Das Haus liegt oberhalb des Meeres im Schatten einer großen Kiefer. Ein Traum von einem Ferienhaus in der Normandie, das sich Delphine und Denis leisten können. Er ist Geschäftsmann, sehr erfolgreich und lädt in jedem Sommer seine alten Freunde ein, mit denen er studiert hat. Wenn sie zum Teil auch eher erfolglos geblieben sind, so hat man sich doch nie aus den Augen verloren. „In diesem Sommer“ - so der Titel des neuen Romans von Véronique Olmi – ist alles etwas anders als sonst. Zum Beispiel das Wetter. Ausnahmsweise regnet es einmal nicht am 14. Juli, so dass man viel unternehmen kann an diesem Wochenende und doch scheint etwas nicht zu stimmen. Vielleicht liegt es ja auch an der Kiefer, von der jemand behauptet, dass sie krank sei und bald gefällt werden müsse. Ist das wahr, oder nur eine Wichtigtuerei? Es weht ein Wind aus Tschechows „Kirschgarten“ herüber. Muss man etwas tun oder kann alles beim Alten bleiben?

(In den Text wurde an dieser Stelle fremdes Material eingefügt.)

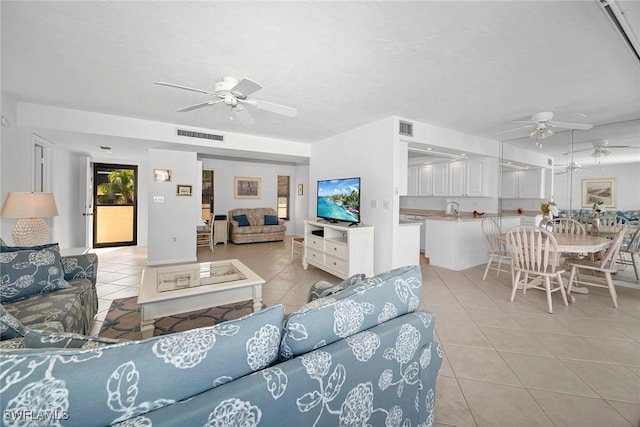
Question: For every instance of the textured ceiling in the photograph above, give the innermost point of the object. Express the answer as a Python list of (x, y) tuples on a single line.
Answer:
[(471, 66)]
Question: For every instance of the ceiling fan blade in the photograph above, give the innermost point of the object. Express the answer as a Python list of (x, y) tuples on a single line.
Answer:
[(185, 87), (274, 108), (518, 128), (198, 105), (568, 125), (577, 151), (244, 88), (243, 115)]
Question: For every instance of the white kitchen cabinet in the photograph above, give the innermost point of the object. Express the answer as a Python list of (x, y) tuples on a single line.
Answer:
[(413, 184), (531, 184), (440, 179), (338, 249), (426, 180), (510, 185), (524, 184), (469, 178)]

Das ist die Frage, die im Gebälk der Paarbeziehungen steckt und wie ein leise arbeitender Holzwurm das Geschehen unterminiert. Die schöne Delphine ist zwar die Hausherrin, aber sie und ihr Mann, der von den Frauen begehrt wird, ohne es selbst zu merken, haben sich schon so viele Verletzungen beigebracht, dass sie in einem beständigen Kleinkrieg leben. Jeder ist vom anderen nur noch enttäuscht und die Trennung scheint eine Frage der Zeit zu sein. Nicolas, der nach einem Unfall von einer Behinderung und noch mehr von aufflammenden Depressionen geplagt wird, kommt mit Marie, die rundlich wird. Was sie für die anderen attraktiv macht, während sie selbst darunter leidet. Ihr versiegen die Engagements, sie verdient zu wenig Geld. Ein zermürbender Zustand. Und Lola, die Journalistin, ehemalige Kriegsberichterstatterin, bringt in jedem Jahr einen anderen Liebhaber mit. Sie hat Sex, aber ob sich Samuel, ihr Neuer, dauerhaft an ihrer Seite wird halten können, bleibt unwahrscheinlich.

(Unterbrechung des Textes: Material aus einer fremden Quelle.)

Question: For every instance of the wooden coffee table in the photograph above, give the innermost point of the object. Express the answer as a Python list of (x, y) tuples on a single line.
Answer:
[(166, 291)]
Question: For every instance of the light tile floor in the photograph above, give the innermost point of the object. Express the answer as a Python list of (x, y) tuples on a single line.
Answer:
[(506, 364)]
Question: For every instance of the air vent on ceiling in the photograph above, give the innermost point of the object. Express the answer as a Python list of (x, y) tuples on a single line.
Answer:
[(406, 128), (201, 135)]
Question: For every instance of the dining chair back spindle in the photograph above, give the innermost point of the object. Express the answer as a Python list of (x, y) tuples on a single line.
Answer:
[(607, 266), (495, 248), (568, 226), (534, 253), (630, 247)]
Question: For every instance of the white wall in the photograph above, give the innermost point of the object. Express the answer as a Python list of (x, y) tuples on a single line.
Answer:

Es ist die Atmosphäre aus würziger Seeluft, normannischem Chic, einer Ahnung von Sex, bitteren Enttäuschungen und viel detaillierten Wissen um die Tücken, die das Leben als Paar für Männer und Frauen bereithält, die den Schmelz dieses Romans ausmachen. Véronique Olmi, hat schon in ihren Romanen „Nummer sechs“ und „Ein Mann eine Frau“ demonstriert, dass sei eine unverwechselbare Stimme besitzt, wenn es darum geht, die Kulissen zu bauen, in denen sich die Liebe ereignen kann. Bilder wie aus einem Film von Michel Deville entwirft sie. Das macht Spaß, man schmeckt sozusagen das Aroma des französischen Sommers auf der Zunge. Wie gut sie schreiben kann, zeigt sich in ihrer Fähigkeit, immer die Orientierung im Geflecht der zahlreichen Stimmen und Schicksale zu behalten, aus denen der Roman besteht. Sie arbeitet mit kurzen Kapiteln, verschnürt ihre Erzählfäden manchmal vielleicht etwas zu gründlich, um auf Pointen zu kommen, die der Roman gar nicht bräuchte. Gleichwohl ist es ein großes Vergnügen mit der Schar ihrer Feriengäste an die Küste der Normandie zu reisen und zu verfolgen, ob alle Paare so zurückkommen, wie sie einmal aufgebrochen sind.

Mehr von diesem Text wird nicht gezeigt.